Das leichte Dagesch steht nur am Wortanfang oder am Silbenanfang nach ruhendem Schwa (Schwa quiescens), also nie inmitten eines Wortes nach einem Vokal wie ein starkes Dagesch.

Die verschiedenen Arten von Schwa und die Folgen für leichtes Dagesch im nachfolgenden Begadkefat gehorchen folgenden Regeln:

  • Am Wortanfang trägt ein Begadkefat ein leichtes Dagesch (im biblischen Hebräisch nicht immer).
  • Steht ein Schwa bei einem Konsonanten ohne Dagesch, der einem kurzen Vokalzeichen (Patach, Segol, Chireq ohne Jod, Qamaz qatan, Qubbuz) folgt, so ist es ein ruhendes oder schwebendes Schwa, das eine geschlossene Silbe abschließt. Im nächsten Absatz wird diskutiert, wann dann ein nachfolgender Begadkefat ein Dagesch trägt.
  • Jedes Schwa in einer anderen Position als in der vorigen Regel ist bewegt (Schwa mobile), und ein nachfolgender Begadkefat trägt kein leichtes Dagesch.
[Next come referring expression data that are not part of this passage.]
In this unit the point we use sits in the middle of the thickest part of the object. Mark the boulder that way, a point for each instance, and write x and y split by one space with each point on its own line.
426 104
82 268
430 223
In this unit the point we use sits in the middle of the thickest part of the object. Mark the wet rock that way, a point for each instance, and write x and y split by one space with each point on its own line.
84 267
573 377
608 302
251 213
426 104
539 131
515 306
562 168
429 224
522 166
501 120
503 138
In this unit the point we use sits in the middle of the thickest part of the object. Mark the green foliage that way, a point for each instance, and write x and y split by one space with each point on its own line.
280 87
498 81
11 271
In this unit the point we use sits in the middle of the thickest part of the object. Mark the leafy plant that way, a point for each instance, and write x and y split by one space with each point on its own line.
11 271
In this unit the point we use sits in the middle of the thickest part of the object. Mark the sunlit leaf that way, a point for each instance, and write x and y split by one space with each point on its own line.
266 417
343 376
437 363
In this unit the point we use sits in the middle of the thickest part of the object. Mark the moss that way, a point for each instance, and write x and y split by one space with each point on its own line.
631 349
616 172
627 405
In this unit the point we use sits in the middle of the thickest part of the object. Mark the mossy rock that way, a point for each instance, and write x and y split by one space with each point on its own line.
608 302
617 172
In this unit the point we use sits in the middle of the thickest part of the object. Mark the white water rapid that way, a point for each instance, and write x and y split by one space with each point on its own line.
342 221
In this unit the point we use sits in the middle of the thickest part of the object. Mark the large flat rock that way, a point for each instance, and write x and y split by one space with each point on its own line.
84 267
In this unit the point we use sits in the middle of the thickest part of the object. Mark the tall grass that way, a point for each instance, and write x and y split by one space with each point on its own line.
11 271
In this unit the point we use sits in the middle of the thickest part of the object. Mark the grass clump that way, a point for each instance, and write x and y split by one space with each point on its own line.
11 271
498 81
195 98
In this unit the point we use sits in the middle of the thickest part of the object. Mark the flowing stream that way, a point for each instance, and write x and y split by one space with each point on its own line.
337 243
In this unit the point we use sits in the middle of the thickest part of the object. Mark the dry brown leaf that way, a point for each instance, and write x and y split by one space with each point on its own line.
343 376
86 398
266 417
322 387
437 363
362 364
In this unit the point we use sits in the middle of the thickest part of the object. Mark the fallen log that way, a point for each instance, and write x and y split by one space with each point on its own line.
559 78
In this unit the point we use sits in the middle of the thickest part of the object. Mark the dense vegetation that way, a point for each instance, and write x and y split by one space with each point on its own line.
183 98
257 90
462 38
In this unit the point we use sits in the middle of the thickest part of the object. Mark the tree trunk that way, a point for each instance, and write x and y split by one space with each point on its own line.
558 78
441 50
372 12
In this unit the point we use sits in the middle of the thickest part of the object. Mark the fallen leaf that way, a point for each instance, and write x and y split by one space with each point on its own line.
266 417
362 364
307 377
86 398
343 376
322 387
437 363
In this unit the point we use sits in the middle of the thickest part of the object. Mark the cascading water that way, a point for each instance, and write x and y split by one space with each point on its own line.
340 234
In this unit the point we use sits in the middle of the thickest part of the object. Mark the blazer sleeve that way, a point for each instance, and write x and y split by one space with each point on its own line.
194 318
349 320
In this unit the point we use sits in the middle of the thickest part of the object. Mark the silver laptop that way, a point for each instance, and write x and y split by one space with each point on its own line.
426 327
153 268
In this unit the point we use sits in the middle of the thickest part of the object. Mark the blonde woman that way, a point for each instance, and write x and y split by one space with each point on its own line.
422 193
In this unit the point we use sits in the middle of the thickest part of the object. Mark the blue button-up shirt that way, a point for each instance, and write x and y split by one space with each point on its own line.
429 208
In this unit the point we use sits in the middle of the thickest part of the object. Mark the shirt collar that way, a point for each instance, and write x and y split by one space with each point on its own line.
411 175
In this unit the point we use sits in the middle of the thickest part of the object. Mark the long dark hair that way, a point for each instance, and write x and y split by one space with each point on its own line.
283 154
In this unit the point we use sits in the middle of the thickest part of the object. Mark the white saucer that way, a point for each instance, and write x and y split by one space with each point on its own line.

Nach ruhendem oder schwebendem Schwa wird unterschieden:

  • Folgt nur noch ein Begadkefat als letzter Buchstabe des Wortes, so trägt dieser ein leichtes Dagesch und ein ruhendes Schwa.
  • Tritt ein aus Konsonant und Schwa bestehendes Präfix vor ein Wort (oder einen Teil eines Wortes), dessen Anfangskonsonant ein Schwa trägt, so wird das hinzugefügte Schwa zu Chireq. Dabei können zwei Fälle auftreten:
    • Dient das hinzutretende Präfix zur Wortbildung oder zur Konjugation eines Verbs, so bildet es eine neue geschlossene Silbe zusammen mit dem bisherigen Anfangskonsonanten. Dessen bisher bewegtes Schwa wird dabei ruhend, und ein nachfolgender Begadkefat erhält ein Dagesch.
    • Ist das hinzutretende Präfix eine Präposition l- (zu), b- (in) oder k- (wie) vor einem Substantiv, so wird das Schwa des bisherigen Anfangskonsonanten zu einem schwebenden Schwa, und ein nachfolgender Begadkefat bleibt ohne Dagesch. Infinitive gelten nach b- oder k- als Substantive, nicht aber nach l-.
  • Fällt der Vokal zwischen den beiden letzten Stammkonsonanten eines Substantivs weg, wird er also durch ein Schwa ersetzt, so ist dieses im Plural schwebend, im Singular und im Dual dagegen ruhend. Diese Regel betrifft vor allem Segolata, wird aber auch analog auf Wörter mit Qamaz in der Endsilbe angewandt wie z. B. כנף kanaf, deutsch ‚Flügel‘ oder ברכה bracha, deutsch ‚Segen‘. Sie hat bei einigen Wörtern Ausnahmen.
  • Der dritte Wurzelkonsonant eines Verbs trägt kein leichtes Dagesch. (Steht er nach Schwa, so ist das fast immer ein bewegtes, sonst aber ein schwebendes.)
  • Das Kaf in den Possessivendungen -cha, -chem und -chen bekommt nie ein leichtes Dagesch.

Beispiele

Hier sind Beispiele für die wichtigsten Fälle, in denen starkes oder leichtes Dagesch steht. Die Spalte „Wortform“ enthält die vokalisierte Schreibung; sie ist für biblisches und modernes Hebräisch gleich. In der Spalte „Dagesch?“ wird für die Konsonanten mit starkem Dagesch und für alle Begadkefat der Grund angegeben, warum ein Dagesch steht oder keines. Die Übersetzung mit deutschem Perfekt oder Futur ist im biblischen wie im modernen Hebräisch eine mögliche Bedeutungsvariante.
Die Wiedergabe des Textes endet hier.